PyTorch's Mysterious Matrix Math: The torch.matmul anomaly led to benchmarking across different GPUs, where performance boosts observed on Ada GPUs sparked a desire for deeper insights from the PyTorch team, as highlighted in shared GitHub Gist.

C++ for CUDA, Triton as an Alternative: Within the community, the need for C/C++ for crafting high-performance CUDA kernels was affirmed, with an emphasis on Triton's growing suitability for ML/DL applications due to its integration with PyTorch and ability to simplify memory handling.

Tensor Cores Driving INT8 Performance: Discussion in #bitnet centered on achieving performance targets with INT8 operations on tensor cores, with empirical feedback showing up to 7x speedup for large matrix shapes on A100 GPUs but diminishing returns for larger batch sizes. The role of tensor cores in performance for various sized matrices and batch operations was scrutinized, noting efficiency differences between INT8 vs FP16/BF16 and the impacts of wmma requirements.

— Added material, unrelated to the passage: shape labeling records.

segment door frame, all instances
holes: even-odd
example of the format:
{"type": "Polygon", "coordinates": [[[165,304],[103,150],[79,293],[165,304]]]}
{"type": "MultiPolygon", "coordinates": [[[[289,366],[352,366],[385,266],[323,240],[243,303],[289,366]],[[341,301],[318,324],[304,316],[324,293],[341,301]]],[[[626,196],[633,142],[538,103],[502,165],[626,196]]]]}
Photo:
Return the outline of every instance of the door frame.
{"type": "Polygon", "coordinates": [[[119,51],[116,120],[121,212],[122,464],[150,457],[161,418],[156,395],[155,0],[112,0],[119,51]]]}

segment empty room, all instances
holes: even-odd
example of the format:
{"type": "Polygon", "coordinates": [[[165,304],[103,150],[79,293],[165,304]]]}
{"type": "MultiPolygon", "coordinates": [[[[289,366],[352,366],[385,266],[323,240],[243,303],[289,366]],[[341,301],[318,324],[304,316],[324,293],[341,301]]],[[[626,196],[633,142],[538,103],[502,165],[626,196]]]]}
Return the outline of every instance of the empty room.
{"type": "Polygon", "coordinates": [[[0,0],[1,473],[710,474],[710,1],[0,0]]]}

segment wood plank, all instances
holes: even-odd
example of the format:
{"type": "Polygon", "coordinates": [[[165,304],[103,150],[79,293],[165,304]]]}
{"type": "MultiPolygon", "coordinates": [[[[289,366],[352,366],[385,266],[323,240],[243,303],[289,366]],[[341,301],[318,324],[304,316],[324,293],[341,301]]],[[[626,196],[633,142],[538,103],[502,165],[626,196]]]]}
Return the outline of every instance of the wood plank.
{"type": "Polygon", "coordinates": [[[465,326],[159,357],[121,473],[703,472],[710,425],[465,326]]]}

Inter-threading Discord Discussions: The challenges of following discussions on Discord were aired, with members expressing a preference for forums for information repository and advocating for threading and replies as tactics for better managing conversations in real-time channels.

Meta Training and Inference Accelerator (MTIA) Compatibility: MTIA's Triton compatibility was highlighted, marking an interest for streamlined compilation processes in AI model development stages.

Consideration of Triton for New Architectures: In #torchao, the conservativeness of torch.nn in adding new models was contrasted with AO's receptiveness towards facilitating specific new architectures, indicating selective model support and potential speed enhancements.

Coding Dilemmas and Community-Coding: A collaborative stance was evident as members deliberated over improving and merging intricate Pull Requests (PRs), debugging, and manual testing, particularly in multi-GPU setups on #llmdotc. Multi-threaded conversations highlighted a complexity in accurate gradient norms and weight update conditions linked to ZeRO-2's pending integration.

Blueprints for Bespoke Bitwise Operations: Live code review sessions were proposed to demystify murky PR advancements, and the #bitnet community dissected the impact of scalar quantization on performance, revealing observations like average 5-6x improvements on large matrices and the sensitivity of gains on batch sizes with a linked resource for deeper dive: BitBLAS performance analysis.


Unsloth AI (Daniel Han) Discord

  • Unsloth AI Sparks ASCII Art Fan Club: The community has shown great appreciation for the ASCII art of Unsloth, sparking humorous suggestions about how the art should evolve with training failures.
  • DiscoPOP Gains Optimization Fans: The new DisloPOP optimizer from Sakana AI is drawing attention for its effective preference optimization functions, as detailed in a blog post.
  • Merging Models: Ollama Latest Commit Buzz: The latest commits to Ollama are showing significant support enhancements, but members are left puzzling over the unclear improvements between Triton 2.0 and the elusive 3.0 iteration.
  • GitHub to the Rescue for Llama.cpp Predicaments: Installation issues with Llama.cpp are being addressed with a fresh GitHub PR, and Python 3.9 is confirmed as a minimum requirement for Unsloth projects.
  • Gemini API Contest Beckons Builders: The Gemini API Developer Competition invites participants to join forces, brainstorm ideas, and build projects, with hopefuls directed to the official competition page.

LM Studio Discord

Noisy Inference Got You Down?: Chat response generation sounds are likely from computation processes, not the chat app itself, and users discussed workarounds for disabling disruptive noises.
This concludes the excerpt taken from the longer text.